DSatur heuristic for graph coloring.

At each step, the uncolored node with the highest "saturation degree" (number of distinct colors among its colored neighbors) is chosen. Ties are broken by total degree. This usually produces better colorings than simple greedy ordering.

Examples

iex> graph = Yog.Generator.Classic.cycle(5)
iex> {upper, _colors} = Yog.Property.Coloring.coloring_dsatur(graph)
iex> upper == 3
true

Time Complexity

O(V²) for this implementation.

coloring_exact(graph, timeout_ms \\ 5000)

@spec coloring_exact(Yog.graph(), pos_integer()) :: exact_result()

Exact graph coloring using backtracking with pruning and an optional timeout.

Tries to find the optimal (minimum) number of colors. For small graphs (roughly V < 30), this is usually fast enough. A timeout prevents the algorithm from hanging on larger or pathological instances.

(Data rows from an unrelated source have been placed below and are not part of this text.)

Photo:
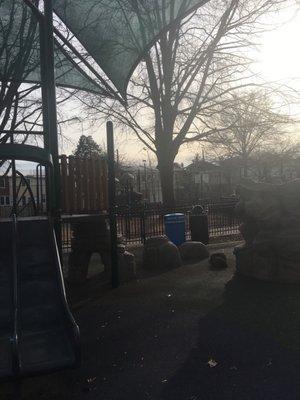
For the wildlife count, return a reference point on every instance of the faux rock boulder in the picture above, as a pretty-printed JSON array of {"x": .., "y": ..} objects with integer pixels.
[
  {"x": 218, "y": 261},
  {"x": 193, "y": 251},
  {"x": 160, "y": 254},
  {"x": 271, "y": 229}
]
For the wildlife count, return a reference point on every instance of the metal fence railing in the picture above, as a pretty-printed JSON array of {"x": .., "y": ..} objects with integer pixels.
[{"x": 136, "y": 224}]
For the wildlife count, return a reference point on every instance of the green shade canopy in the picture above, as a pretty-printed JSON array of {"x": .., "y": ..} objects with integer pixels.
[
  {"x": 20, "y": 51},
  {"x": 115, "y": 33}
]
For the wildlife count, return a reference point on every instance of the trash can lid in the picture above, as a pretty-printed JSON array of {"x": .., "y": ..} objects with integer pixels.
[
  {"x": 174, "y": 217},
  {"x": 197, "y": 210}
]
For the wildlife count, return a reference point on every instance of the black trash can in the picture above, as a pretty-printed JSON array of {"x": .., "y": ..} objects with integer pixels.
[{"x": 199, "y": 225}]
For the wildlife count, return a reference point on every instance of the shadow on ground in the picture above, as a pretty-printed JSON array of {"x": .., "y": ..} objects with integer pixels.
[
  {"x": 152, "y": 339},
  {"x": 248, "y": 348}
]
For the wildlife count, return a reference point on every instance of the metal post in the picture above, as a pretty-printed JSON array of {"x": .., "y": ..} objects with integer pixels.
[
  {"x": 112, "y": 205},
  {"x": 50, "y": 113}
]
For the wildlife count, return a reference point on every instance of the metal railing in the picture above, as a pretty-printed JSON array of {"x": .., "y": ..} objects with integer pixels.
[{"x": 136, "y": 224}]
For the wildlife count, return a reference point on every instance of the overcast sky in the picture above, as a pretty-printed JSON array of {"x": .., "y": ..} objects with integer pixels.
[{"x": 277, "y": 59}]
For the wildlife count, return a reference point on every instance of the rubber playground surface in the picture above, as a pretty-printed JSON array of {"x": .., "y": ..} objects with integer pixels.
[{"x": 186, "y": 334}]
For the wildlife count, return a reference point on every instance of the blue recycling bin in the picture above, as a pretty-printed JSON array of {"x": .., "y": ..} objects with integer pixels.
[{"x": 175, "y": 227}]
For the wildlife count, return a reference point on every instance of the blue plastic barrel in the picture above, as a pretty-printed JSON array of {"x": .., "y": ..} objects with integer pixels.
[{"x": 175, "y": 227}]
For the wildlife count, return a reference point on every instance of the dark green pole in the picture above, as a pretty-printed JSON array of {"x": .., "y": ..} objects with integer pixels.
[
  {"x": 112, "y": 205},
  {"x": 50, "y": 113}
]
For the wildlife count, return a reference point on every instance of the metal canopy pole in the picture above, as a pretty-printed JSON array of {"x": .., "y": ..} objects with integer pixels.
[
  {"x": 50, "y": 113},
  {"x": 112, "y": 205}
]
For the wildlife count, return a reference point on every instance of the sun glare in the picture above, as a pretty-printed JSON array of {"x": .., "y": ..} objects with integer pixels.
[{"x": 279, "y": 57}]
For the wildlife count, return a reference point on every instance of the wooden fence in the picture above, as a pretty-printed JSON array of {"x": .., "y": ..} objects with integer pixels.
[{"x": 83, "y": 185}]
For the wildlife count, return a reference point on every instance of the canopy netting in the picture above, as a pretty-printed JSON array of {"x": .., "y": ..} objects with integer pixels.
[
  {"x": 20, "y": 50},
  {"x": 115, "y": 33}
]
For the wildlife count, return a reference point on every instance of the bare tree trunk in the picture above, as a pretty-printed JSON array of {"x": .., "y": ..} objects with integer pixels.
[{"x": 166, "y": 171}]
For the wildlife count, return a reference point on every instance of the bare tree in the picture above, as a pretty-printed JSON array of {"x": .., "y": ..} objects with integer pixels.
[
  {"x": 252, "y": 125},
  {"x": 185, "y": 80},
  {"x": 19, "y": 108}
]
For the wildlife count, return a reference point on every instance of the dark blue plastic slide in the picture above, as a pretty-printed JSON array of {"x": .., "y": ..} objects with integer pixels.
[{"x": 37, "y": 331}]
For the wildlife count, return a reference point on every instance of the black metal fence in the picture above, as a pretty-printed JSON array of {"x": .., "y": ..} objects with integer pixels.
[{"x": 137, "y": 224}]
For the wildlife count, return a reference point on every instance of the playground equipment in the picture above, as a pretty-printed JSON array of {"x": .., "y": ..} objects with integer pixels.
[{"x": 37, "y": 332}]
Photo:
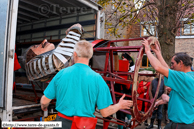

Returns {:ok, chromatic_number, coloring} on success, or {:timeout, best_result} if the timeout is reached, where best_result is the best valid coloring found so far.

Examples

iex> graph = Yog.Generator.Classic.complete(4)
iex> {:ok, chi, _colors} = Yog.Property.Coloring.coloring_exact(graph)
iex> chi == 4
true

iex> bipartite = Yog.Generator.Classic.complete_bipartite(3, 3)
iex> {:ok, chi, _b_colors} = Yog.Property.Coloring.coloring_exact(bipartite)
iex> chi == 2
true

Time Complexity

Exponential in the worst case. Intended for small graphs only.

coloring_greedy(graph)

@spec coloring_greedy(Yog.graph()) :: coloring_result()

Greedy graph coloring using Welsh-Powell ordering.

Nodes are sorted by degree in descending order, then each node is assigned the smallest available color not used by any of its already-colored neighbors.

Examples

iex> graph = Yog.Generator.Classic.complete(3)
iex> {upper, colors} = Yog.Property.Coloring.coloring_greedy(graph)
iex> upper == 3
true
iex> colors[0] != colors[1]
true

iex> empty = Yog.Generator.Classic.empty(3)
iex> {upper, _colors} = Yog.Property.Coloring.coloring_greedy(empty)
iex> upper == 1
true

Time Complexity

O(V²) in the worst case; O(V log V + E) with more efficient structures.